Immer wieder hört man, dass es allen umso besser geht, je reicher die Reichen sind. In Wahrheit sind die Dick Cheneys dieser Welt allerdings deshalb so übergewichtig, weil sie den anderen das Essen wegfressen. Die Lehre von der Trickle-down-Ökonomie ist nichts anderes als eine Ernährungsphilosophie: Je mehr die Reichen essen, je mehr Schwarten sie sich in die Rachen stopfen, desto stärker profitieren angeblich wir auf den unteren Stufen der sozialen Pyramide. Selbst wenn das wirklich funktionieren würde, würde man doch nie den Gedanken los, dass alles, was da an uns weitergereicht wird, bereits vorgekaut wurde und durch die Mägen von Menschen gereist ist, die reicher sind als man selbst. Es hat zunächst einmal sie sehr viel fetter gemacht und denjenigen Nahrung im Übermaßverschafft, die es nicht verdienen. Auch ihre Denkmäler, die wir so sehr bestaunen, sind aus Abfällen errichtet. Aber warum die Welt als Exkrement erwerben? Warum sollten wir sie nicht in ihrer moralisch ursprünglichen Form an uns nehmen? Ohne den Umweg über die Reichen?
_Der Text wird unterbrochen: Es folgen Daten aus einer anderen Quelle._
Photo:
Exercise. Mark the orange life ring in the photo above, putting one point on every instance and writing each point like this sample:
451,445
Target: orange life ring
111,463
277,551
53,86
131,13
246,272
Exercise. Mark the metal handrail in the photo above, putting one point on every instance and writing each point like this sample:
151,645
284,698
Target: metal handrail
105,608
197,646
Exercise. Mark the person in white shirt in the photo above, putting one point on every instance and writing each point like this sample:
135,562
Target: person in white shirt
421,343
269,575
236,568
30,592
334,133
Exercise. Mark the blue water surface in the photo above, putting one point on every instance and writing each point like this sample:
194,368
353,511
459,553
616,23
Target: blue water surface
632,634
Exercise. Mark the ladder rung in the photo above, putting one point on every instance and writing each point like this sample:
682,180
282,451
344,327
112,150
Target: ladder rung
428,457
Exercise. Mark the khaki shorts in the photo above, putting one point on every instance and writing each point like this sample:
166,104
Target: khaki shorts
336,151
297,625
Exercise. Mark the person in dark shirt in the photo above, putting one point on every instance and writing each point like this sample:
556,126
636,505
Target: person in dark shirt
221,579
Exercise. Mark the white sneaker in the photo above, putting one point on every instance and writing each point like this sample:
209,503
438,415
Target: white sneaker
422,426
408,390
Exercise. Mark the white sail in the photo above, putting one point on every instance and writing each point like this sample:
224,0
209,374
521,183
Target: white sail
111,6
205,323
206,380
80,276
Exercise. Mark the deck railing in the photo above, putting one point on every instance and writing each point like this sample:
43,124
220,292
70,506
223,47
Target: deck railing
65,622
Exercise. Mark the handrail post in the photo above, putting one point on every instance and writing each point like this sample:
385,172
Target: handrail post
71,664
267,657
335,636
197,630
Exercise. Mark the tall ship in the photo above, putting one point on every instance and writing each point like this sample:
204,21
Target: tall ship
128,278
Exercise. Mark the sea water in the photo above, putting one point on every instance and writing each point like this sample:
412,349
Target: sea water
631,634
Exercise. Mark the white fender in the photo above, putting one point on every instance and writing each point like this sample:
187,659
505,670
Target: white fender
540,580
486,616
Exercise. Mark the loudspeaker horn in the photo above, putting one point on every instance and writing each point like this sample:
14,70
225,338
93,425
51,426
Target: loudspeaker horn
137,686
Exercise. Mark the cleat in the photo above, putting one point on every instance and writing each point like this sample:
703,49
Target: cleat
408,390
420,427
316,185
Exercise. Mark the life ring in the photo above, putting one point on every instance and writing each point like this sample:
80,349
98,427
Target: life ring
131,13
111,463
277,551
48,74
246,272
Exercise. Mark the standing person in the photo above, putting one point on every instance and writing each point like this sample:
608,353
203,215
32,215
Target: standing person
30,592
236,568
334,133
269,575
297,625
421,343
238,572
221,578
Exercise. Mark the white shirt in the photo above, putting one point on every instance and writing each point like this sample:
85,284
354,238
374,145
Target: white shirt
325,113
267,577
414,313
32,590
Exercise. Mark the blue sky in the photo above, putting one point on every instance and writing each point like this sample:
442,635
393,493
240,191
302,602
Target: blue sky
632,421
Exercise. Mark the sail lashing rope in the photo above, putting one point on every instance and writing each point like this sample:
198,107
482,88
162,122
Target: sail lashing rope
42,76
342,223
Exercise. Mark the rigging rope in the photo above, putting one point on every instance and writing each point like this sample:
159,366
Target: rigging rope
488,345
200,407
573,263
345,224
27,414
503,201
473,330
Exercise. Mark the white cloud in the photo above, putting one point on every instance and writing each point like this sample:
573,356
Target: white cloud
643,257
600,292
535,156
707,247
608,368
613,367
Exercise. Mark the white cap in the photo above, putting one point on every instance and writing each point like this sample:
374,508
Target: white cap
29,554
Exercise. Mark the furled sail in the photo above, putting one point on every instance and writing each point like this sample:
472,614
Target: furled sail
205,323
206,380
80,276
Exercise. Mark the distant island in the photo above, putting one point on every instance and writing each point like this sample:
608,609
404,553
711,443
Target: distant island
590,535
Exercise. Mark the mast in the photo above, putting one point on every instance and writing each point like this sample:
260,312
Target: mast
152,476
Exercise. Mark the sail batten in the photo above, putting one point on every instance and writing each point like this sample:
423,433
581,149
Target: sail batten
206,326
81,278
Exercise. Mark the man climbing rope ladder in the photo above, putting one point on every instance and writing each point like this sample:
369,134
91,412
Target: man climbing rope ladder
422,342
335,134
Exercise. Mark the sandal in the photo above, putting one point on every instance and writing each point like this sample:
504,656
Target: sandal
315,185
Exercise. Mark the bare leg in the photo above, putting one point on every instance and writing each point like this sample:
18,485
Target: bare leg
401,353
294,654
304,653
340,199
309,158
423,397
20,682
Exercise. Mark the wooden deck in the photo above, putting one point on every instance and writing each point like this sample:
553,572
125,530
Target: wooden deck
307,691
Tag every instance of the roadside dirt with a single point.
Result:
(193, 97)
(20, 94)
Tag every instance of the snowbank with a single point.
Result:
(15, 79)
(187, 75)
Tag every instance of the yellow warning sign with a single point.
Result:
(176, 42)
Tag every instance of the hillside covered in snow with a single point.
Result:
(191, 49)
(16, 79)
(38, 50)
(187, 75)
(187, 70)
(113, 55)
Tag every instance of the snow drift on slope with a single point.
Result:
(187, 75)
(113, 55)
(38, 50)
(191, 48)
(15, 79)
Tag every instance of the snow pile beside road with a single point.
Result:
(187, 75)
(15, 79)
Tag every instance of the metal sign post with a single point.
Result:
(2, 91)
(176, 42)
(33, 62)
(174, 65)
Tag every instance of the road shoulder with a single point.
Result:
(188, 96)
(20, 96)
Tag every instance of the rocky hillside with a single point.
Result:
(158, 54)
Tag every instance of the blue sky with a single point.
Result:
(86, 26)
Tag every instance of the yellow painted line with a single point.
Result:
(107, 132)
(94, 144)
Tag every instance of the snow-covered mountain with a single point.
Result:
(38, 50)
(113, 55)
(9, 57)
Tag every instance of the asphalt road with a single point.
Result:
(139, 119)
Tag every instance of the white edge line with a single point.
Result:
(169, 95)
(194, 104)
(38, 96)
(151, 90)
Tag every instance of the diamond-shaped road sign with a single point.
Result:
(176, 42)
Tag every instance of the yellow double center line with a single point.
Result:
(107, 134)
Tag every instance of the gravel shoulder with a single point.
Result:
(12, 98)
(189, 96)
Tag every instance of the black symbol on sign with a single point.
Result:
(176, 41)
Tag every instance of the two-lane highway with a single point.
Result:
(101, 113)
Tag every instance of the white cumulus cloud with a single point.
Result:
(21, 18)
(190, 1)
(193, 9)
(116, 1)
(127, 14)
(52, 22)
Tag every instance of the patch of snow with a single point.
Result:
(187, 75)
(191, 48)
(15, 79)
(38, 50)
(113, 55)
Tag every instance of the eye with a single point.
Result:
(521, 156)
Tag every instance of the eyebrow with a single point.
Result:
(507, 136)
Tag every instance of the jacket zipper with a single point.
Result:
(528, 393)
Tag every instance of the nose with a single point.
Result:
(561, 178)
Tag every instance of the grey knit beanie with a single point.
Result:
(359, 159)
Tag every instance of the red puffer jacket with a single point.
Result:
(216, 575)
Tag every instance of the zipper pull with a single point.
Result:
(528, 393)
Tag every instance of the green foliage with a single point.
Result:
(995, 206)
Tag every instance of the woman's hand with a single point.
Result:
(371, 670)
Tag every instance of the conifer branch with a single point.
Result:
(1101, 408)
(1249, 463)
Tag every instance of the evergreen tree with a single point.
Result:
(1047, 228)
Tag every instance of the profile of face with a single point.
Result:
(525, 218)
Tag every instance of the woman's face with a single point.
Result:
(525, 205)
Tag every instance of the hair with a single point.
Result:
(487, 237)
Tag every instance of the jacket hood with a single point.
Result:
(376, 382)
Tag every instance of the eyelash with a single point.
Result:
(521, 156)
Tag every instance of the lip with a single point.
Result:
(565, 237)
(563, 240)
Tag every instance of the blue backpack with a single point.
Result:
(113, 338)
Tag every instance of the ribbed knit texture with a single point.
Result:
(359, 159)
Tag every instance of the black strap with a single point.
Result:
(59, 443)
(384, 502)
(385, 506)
§ Gesetzesinitiative Nr. 3: Es wäre am sinnvollsten, wenn wir einen Präsidenten und einen Vizepräsidenten hätten, die dem Wohlstand auf ewig abschwören würden. Wer im Namen des demos herrscht, muss nicht aus dem demos kommen. Aber er sollte zu einem Teil des demos werden. Er sollte zu den Menschen gehören, für deren Unterstützung er vor allem verantwortlich ist – und das bedeutet: zu uns.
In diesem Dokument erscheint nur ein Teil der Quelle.